TAM MUASIR BİR FİTNEYE ULAŞAN İSLAM ÜLKELERİ!

Evet değerli Söz okurları…

Günümüzde İslam dünyası üzerine çöken bir fitne-fesat bulutları, yoğunlaşan bunalma ve dumanlı havanın varlığı gerçekten adeta bir kurtlar sofrasına dönüştü.

Hani demişler ya, “Kurtlar daima dumanlı havadan faydalanır”

Günümüzdeki olup bitenler adeta İslam ülkelerinin başına gelmekte olan fitneler silsilesinin uzantısı hala da devam ediyor; ama nereye ulaşacağı da belli değil.

Elbette ki bu hayra alamet değil.

Yukarıda anlattığım gibi bu muasır fitnenin başını çeken bugünkü Suriye baas partisi.

Ama bugüne münhasır değil.                                                            

1965’lerden bugüne dek devam ede gelen solcu, Marksist, inançsız bir baas partisinin varlığı ve onun başında bulunan mezhepçi, Rafızî, Dürzî, Nusayri Esed ailesidir.

Bağdat’ta da aynı Baas Partisi’nin başını çeken ve kurdurulup, yıllar yılı dumanlı bir fitne havası olarak Bağdat’ın üzerine çöktürülen yine bir  ‘Baasçılık Anlayışı’nın başını çağımızın zalim diktatörü Saddam Hüseyin çekiyordu.

Bunun da başını çeken sol Marksist, inançsız bir baas partinin varlığı söz konusu ise de, ondaki mezhepçilik, Rafızicilik, Dürzilik veya Nusayri olma durumunda değildi.

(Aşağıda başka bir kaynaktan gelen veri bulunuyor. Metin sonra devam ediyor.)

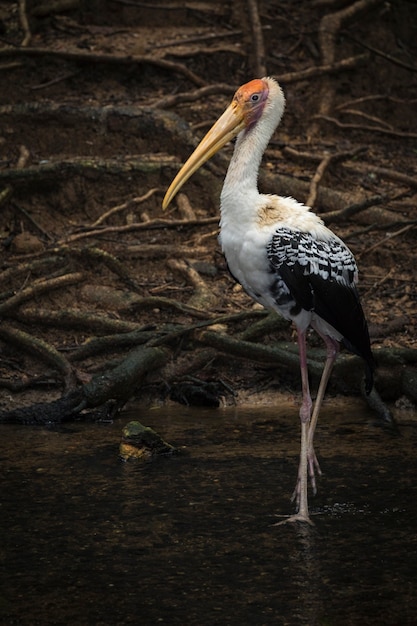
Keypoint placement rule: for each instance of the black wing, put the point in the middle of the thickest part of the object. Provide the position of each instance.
(321, 276)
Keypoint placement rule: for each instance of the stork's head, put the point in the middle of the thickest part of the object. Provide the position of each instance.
(260, 98)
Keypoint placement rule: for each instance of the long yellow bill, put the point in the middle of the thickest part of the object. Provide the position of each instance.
(226, 128)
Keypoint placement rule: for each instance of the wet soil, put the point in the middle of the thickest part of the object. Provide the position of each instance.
(64, 112)
(190, 539)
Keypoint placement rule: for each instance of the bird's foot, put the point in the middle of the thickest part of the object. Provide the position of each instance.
(297, 517)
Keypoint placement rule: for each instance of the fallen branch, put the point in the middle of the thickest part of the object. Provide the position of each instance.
(39, 287)
(118, 384)
(365, 127)
(40, 349)
(113, 59)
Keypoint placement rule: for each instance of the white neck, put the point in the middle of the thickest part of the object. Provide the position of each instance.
(240, 189)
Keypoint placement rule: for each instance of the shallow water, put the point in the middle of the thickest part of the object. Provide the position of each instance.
(189, 539)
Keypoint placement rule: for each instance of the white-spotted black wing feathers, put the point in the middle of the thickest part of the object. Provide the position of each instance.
(320, 275)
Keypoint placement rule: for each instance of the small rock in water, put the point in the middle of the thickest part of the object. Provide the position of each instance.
(142, 443)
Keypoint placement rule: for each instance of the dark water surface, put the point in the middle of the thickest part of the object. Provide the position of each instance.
(87, 539)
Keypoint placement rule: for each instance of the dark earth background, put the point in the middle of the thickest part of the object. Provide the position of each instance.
(102, 101)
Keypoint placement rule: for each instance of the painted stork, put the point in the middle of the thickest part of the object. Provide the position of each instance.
(283, 255)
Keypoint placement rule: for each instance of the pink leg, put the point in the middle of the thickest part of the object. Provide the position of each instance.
(308, 461)
(300, 493)
(332, 350)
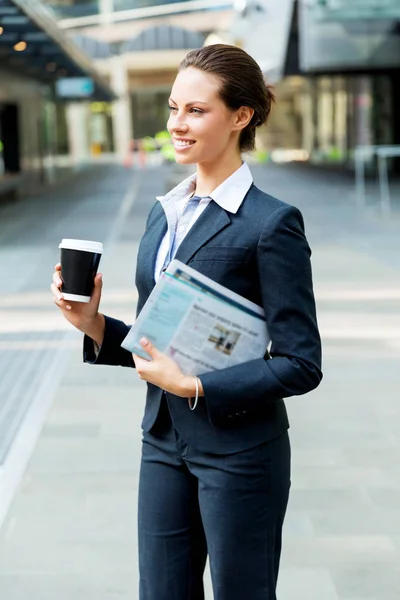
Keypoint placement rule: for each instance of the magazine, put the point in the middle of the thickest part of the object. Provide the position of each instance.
(199, 323)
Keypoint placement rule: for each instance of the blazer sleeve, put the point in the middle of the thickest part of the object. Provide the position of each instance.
(284, 270)
(111, 352)
(115, 331)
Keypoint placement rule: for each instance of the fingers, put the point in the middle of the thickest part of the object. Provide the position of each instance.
(149, 348)
(58, 297)
(98, 284)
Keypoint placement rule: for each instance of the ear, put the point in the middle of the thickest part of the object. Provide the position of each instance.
(242, 118)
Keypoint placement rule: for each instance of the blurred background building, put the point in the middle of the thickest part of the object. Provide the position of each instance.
(40, 66)
(82, 79)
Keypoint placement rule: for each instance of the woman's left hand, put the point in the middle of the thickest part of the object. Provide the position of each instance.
(163, 372)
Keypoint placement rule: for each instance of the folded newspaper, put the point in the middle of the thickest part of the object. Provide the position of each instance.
(199, 323)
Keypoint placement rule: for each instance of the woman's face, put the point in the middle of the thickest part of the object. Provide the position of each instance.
(202, 127)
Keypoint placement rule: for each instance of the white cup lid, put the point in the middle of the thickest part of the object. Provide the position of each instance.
(85, 245)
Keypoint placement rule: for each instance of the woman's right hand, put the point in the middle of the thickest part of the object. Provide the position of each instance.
(81, 315)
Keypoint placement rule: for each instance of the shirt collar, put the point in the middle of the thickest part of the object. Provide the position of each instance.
(229, 195)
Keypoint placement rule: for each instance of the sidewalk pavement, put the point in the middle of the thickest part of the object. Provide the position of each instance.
(70, 531)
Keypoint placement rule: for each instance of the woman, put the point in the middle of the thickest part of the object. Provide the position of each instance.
(215, 480)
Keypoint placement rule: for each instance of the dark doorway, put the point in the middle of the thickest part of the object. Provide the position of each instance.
(9, 135)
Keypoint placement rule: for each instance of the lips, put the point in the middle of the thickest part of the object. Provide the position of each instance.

Ancak o da solcu komünist, inançsız bir Rusya’nın ve daha doğrusu köken olarak dayandığı nokta İsrail Siyonistleri’nin bir köle ve piyonuydu ve oraya dayanıyordu.

Her iki ülkenin de çağdaş fitne unsuru mutlak bir deccaliyetti ve kendi ülke halkıyla acımasızca kavga yapmaktı ve ülkeyi kan ve gözyaşları içine sürükleyip o mezalim kan gölünün içinde boğdurmaktı.

Netice her şeyden evvel gerek Irak olsun, gerek Suriye olsun bugün o halkın hali pür melaline bakıldığında insan, gerçekten çağdaş bir insan kavramının varlığından endişe ediyor, kuşkuyla bakmak zorunda kalıyor.

* * *

Evet, bugün Suriye’ye bakıyoruz.

Her Allah’ın günü içinde çocuk, kadın, yaşlıların da bulunduğu yüzlerce insanın bir hiç uğruna acımasızca katledilmesi ve sözüm ona çağdaş medeni dünyanın uzaktan bakıp seyretmesi, insanlığı ve dünyayı kıyametin yaklaşmasına doğru götürme alâmetifarikaları olmasıdır, diye düşünmek gerekir.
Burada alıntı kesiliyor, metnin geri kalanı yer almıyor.